In the animal kingdom, ladybugs eat caterpillars. Alligators attack flamingos. Cats fight dogs.
But when these unfriendly duos come together to adorn little kids’ feet, they become best buds. Just because they don’t naturally go together doesn’t mean they can’t be friends.
These mismatched animal socks teach kids to embrace their differences, and those of their peers. By wearing mismatched socks, decidedly not a societal norm, kids are also being taught that it’s cool to stand out by breaking the mold.
This is the mission behind PalsSocks, which just went on the market in September. The catchphrase is cleverly, “defeeting the norm.”
Its founders wanted their love for quirky footwear to have a greater purpose.
Hannah Lavon, a 32-year-old living in Brooklyn, began a side business with a college friend, Ashley Connors, designing and selling playful novelty items. Their most popular were their Vs. mittens, also shaped like animals. The idea was similar – to wear a different animal on each hand – but the message was darker: Your hands were enemies.
The mittens went mainstream when actress Anne Hathaway was photographed wearing the Wolf Vs. Sheep pair in 2012. They quickly sold out. They then expanded to socks, a year-round product.
But Lavon felt like she should be doing something with more meaning. She wanted to use her small business to create positive change, to inspire, and to maybe, in a small way, make the world better. People weren’t buying the socks for the concept, she thought, they were buying them because of how they looked. So she decided to rebrand. Instead of focusing on how the animals didn’t get along, she flipped it, to show how they could. And she made her target demographic young kids.
She imagines kids wearing them saying: ” ‘Yea, my socks don’t match and it’s cool because we like to try new things, we’re all about new experiences and making friends with people.’ It’s a whole broader thing that kids can get behind,” Lavon said. “I think it’s really important to talk to kids about it. Their minds are still open.”
Research has shown these types of messages resonate with young kids. In 2014, psychologist Krista Aronson studied how showing children picture books depicting interracial friends made them more likely to have friends from different racial groups.
“Why do books depicting positive cross-race interaction work?” Aronson wrote in School Library Journal. “Because when we see someone like us doing something with someone different from us, we become more open to doing it ourselves. Psychologists call this vicarious contact. It can ease children’s anxiety about interacting across difference because they have seen that it’s really fun. It also expands their thinking about the group they belong to. After reading, children think, ‘People like me play with people who are different from me’.”
It’s also important to take full advantage of those early years in teaching children to be racially accepting, said Derald Wing Sue, a psychology and education professor at Columbia Teachers College and author of “Race Talk and the Conspiracy of Silence.”
Research shows that children begin to notice racial differences around the age of 3 or 4, Sue said, and around 5 or 6 they begin absorbing cultural cues and openly associating negative qualities with physical features and differences. Around the age of 10, those explicit biases become implicit, or subconscious, and are much more difficult to admit and address.
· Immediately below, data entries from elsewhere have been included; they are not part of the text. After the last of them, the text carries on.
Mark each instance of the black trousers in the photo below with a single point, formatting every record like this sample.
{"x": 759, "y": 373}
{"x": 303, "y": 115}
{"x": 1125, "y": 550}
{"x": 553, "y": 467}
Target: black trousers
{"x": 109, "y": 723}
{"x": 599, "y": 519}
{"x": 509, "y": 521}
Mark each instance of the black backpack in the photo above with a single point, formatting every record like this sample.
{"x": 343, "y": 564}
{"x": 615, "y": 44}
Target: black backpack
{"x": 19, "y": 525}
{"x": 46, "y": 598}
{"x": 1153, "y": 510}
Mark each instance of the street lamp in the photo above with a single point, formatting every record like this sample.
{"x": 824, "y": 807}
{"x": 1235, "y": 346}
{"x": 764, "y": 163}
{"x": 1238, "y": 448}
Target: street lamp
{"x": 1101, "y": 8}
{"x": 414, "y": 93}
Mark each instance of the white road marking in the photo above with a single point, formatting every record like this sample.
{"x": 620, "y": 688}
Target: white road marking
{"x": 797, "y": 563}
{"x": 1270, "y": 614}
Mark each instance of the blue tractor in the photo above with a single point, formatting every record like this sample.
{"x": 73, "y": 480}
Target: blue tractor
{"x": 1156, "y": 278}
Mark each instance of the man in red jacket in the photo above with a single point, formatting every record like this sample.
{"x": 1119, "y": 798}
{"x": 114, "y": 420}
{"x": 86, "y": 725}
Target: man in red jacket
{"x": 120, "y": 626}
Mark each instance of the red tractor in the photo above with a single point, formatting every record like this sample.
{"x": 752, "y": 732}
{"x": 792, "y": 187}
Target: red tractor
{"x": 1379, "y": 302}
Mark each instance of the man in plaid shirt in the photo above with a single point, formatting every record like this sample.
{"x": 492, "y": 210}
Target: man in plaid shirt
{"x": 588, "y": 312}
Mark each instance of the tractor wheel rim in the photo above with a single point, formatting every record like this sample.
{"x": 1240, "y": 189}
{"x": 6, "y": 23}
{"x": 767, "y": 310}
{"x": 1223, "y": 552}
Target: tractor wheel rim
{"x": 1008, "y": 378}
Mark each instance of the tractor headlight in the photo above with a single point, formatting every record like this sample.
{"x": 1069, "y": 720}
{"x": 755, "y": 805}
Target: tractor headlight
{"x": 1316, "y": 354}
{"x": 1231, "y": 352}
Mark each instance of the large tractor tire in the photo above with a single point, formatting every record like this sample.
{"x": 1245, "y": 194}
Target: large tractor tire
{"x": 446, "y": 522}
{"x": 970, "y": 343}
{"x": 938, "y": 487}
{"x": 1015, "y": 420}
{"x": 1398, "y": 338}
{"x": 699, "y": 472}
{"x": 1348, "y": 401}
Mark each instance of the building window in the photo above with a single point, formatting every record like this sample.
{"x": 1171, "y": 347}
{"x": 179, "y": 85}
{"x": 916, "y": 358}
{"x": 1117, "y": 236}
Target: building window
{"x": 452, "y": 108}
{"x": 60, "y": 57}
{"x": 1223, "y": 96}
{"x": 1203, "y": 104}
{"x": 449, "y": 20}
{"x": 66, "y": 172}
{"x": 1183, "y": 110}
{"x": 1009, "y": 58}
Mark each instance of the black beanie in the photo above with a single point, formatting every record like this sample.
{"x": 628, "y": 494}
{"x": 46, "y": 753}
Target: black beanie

“It’s important to intervene between the ages of three and six and expose children to differences and talk about them,” Sue said. “In this way you are helping to immunize them” against societal racism.
Beyond welcoming their peers’ racial diversity, teaching kids that they should celebrate their own differences is an integral lesson in early childhood development.
In March, actress Angelina Jolie shared with the young audience at the The Nickelodeon Kids’ Choice Awards that she felt “out of place” growing up. But then she discovered that being “different is good.”
“So, don’t fit in. Don’t sit still. Don’t ever try to do less than you are,” she said. “When somebody tells you you’re different, smile and hold your head up high and be proud.”
And wear mismatched socks.
Sydney Trent contributed to this report.